Le pétrole brut a rompu sa récente accalmie et se négocie désormais à son niveau le plus élevé depuis juin. Et cette fois, il ne s’agit pas seulement de titres alarmistes. Il s’agit de mathématiques de l’offre.
Le marché est passé de l’évaluation de scénarios « et si » à la réaction face à des dégâts d’infrastructure réels. Des grèves liées à des actifs énergétiques majeurs en Arabie Saoudite et en Iran, combinées à une tension croissante autour du détroit d’Hormuz, ont forcé les traders à réévaluer l’offre en temps réel.
Près de 20 % du pétrole mondial circule par ce passage étroit de 21 miles. Lorsqu’il semble menacé, même légèrement, les prix réagissent rapidement. Le débat n’est plus de savoir si le pétrole peut atteindre des pics. Il s’agit de combien de temps la perturbation durera, et si le pétrole à 100 $ passe du possible à la réalité à court terme.
Deux événements ont presque immédiatement affecté l’humeur du marché. Les rapports indiquent que la raffinerie de Ras Tanura, capable de traiter 550 000 barils par jour, a été impactée. En même temps, le pipeline iranien d’Ahwaz, qui transporte 800 000 barils par jour, soit 20 % de la production totale de l’Iran, a également été affecté.
Ce ne sont pas de petits chiffres. C’est une capacité significative qui pourrait être hors service. De plus, plus de 150 navires seraient à l’arrêt près du détroit d’Hormuz, alors que les assureurs retirent leur couverture.
Si les navires ne peuvent pas circuler librement dans un corridor qui gère un cinquième de l’offre mondiale, les traders commencent rapidement à intégrer les scénarios catastrophe. Le pétrole ne attend pas une confirmation officielle. Il réagit en premier et règle les détails plus tard.
La variable clé ici est simple : le temps. Si ces perturbations ne durent que quelques jours, le marché du pétrole pourrait connaître une forte hausse suivie d’une volatilité instable et peut-être d’un recul une fois les flux normalisés. Dans ce cas, toute prévision de prix du pétrole vers 100 $ pourrait être une surestimation alimentée par des positions et des couvertures à court terme.
Si les perturbations se prolongent pendant des semaines, cela devient une autre histoire. Des coupures prolongées resserrent l’équilibre mondial. Les coûts d’entrée augmentent.

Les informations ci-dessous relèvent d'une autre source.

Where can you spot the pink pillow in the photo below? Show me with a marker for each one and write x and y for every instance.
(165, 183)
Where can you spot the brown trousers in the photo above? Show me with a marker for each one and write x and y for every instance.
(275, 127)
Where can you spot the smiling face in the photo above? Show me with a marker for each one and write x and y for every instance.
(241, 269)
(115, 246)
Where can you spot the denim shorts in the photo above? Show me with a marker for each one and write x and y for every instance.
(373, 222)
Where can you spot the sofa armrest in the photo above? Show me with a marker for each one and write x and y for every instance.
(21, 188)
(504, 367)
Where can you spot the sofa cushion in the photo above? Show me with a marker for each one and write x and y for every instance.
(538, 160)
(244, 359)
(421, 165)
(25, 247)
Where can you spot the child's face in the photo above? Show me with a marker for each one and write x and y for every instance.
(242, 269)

Les inquiétudes inflationnistes refont surface. Les banques centrales auront moins de marge pour assouplir leur politique. Les attentes de baisse des taux sont repoussées. Et si le trafic à Hormuz est fortement perturbé ? Le pétrole à 100 $ ne paraît pas spectaculaire. Il paraît logique.

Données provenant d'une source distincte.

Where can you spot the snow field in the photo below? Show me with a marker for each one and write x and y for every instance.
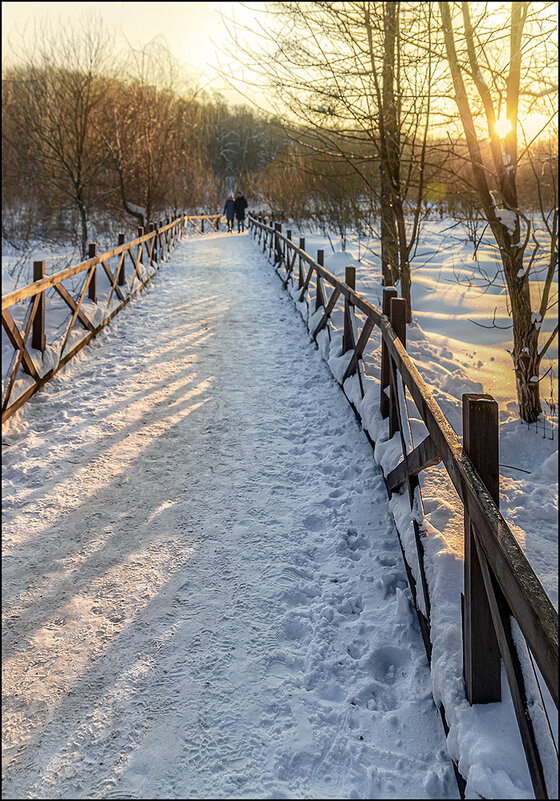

Le pétrole se négocie déjà à son niveau le plus élevé depuis juin. L’un des éléments clés à surveiller est la forme des contrats Brent du mois prochain. À mesure que la backwardation augmente, c’est-à-dire que les prix à plus long terme sont systématiquement inférieurs à ceux à court terme, cela indique de véritables contraintes physiques d’offre.
Les options de soulagement à court terme sont limitées. Les augmentations de l’offre de l’OPEP+ ne sont pas prévues avant avril. Ce n’est pas une aide immédiate. La réserve stratégique de pétrole des États-Unis pourrait être évoquée, mais il y a des limites à la flexibilité dont disposent les décideurs.

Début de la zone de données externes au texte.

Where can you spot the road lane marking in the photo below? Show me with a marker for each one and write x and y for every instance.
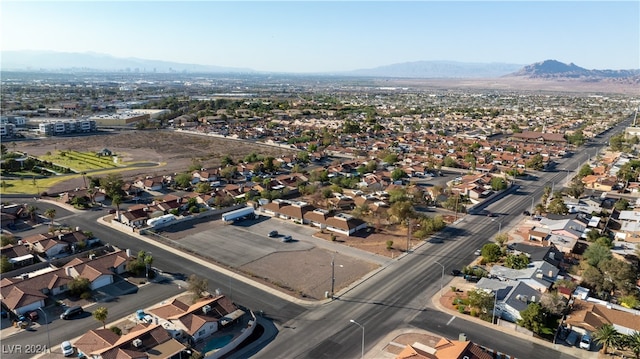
(451, 320)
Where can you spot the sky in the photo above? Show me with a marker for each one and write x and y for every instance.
(325, 36)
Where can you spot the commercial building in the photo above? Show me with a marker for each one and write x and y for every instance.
(66, 127)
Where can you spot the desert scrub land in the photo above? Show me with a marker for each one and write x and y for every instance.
(142, 153)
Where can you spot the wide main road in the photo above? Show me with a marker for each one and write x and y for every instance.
(399, 295)
(396, 297)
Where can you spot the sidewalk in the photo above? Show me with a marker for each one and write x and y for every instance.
(573, 351)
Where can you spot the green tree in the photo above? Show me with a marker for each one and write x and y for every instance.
(620, 273)
(501, 239)
(51, 214)
(5, 264)
(227, 160)
(481, 300)
(533, 318)
(183, 180)
(553, 303)
(536, 162)
(32, 211)
(390, 158)
(606, 336)
(632, 342)
(203, 187)
(197, 286)
(621, 204)
(7, 239)
(491, 252)
(498, 184)
(576, 189)
(585, 170)
(79, 285)
(101, 314)
(112, 185)
(401, 211)
(397, 174)
(450, 162)
(596, 253)
(519, 261)
(557, 206)
(629, 301)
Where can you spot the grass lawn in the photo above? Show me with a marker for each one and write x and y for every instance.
(80, 161)
(26, 186)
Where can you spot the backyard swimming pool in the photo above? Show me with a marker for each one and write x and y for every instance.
(217, 343)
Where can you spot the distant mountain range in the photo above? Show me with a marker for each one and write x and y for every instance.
(550, 69)
(72, 61)
(86, 62)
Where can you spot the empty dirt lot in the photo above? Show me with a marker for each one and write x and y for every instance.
(174, 151)
(300, 268)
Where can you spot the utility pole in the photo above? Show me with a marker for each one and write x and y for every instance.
(408, 234)
(333, 273)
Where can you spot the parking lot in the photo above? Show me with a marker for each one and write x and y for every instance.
(246, 246)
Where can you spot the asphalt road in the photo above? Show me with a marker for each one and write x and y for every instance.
(61, 330)
(399, 295)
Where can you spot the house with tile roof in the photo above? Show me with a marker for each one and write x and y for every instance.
(18, 254)
(591, 316)
(199, 320)
(100, 271)
(147, 341)
(539, 275)
(444, 349)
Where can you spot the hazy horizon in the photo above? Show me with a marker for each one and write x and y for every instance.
(320, 36)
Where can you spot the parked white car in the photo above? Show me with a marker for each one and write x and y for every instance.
(67, 348)
(585, 342)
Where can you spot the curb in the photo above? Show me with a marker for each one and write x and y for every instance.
(216, 267)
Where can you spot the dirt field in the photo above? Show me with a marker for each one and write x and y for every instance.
(176, 152)
(173, 151)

En pratique, l’élasticité de l’offre est faible. Lorsqu’une perturbation survient, les prix doivent s’ajuster pour équilibrer le marché. C’est pourquoi la prévision d’un pétrole à 100 $ n’est plus marginale. Elle est fermement de retour dans la conversation.
Gel du détroit d’Hormuz : les pétroliers font marche arrière alors que l’assurance contre le risque de guerre disparaît du jour au lendemain
Les actions dans le secteur de l’énergie et l’or ont tendance à réagir rapidement dans ces environnements. Au-delà de l’action des prix, les traders surveillent les flux de tankers, les mises à jour des assurances et les commentaires officiels sur l’évaluation des dégâts.
Si la circulation des navires reprend sans problème et que l’infrastructure est rapidement réparée, la hausse pourrait se calmer. Si les restrictions d’assurance s’étendent et que les cargaisons restent bloquées, le marché continuera à réévaluer à la hausse.
Les marchés du pétrole évoluent rapidement en période de tension géopolitique parce que la chaîne d’approvisionnement est rigide. On ne peut pas simplement basculer un interrupteur et ajouter des barils du jour au lendemain. On ne peut pas rerouter un cinquième de l’offre mondiale sans coût.
Ce moment ne concerne pas une peur abstraite. Il concerne des barils physiques. Le pétrole n’attend pas la diplomatie. Il se négocie sur la perturbation. Et en ce moment, la perturbation est la force dominante sur le marché.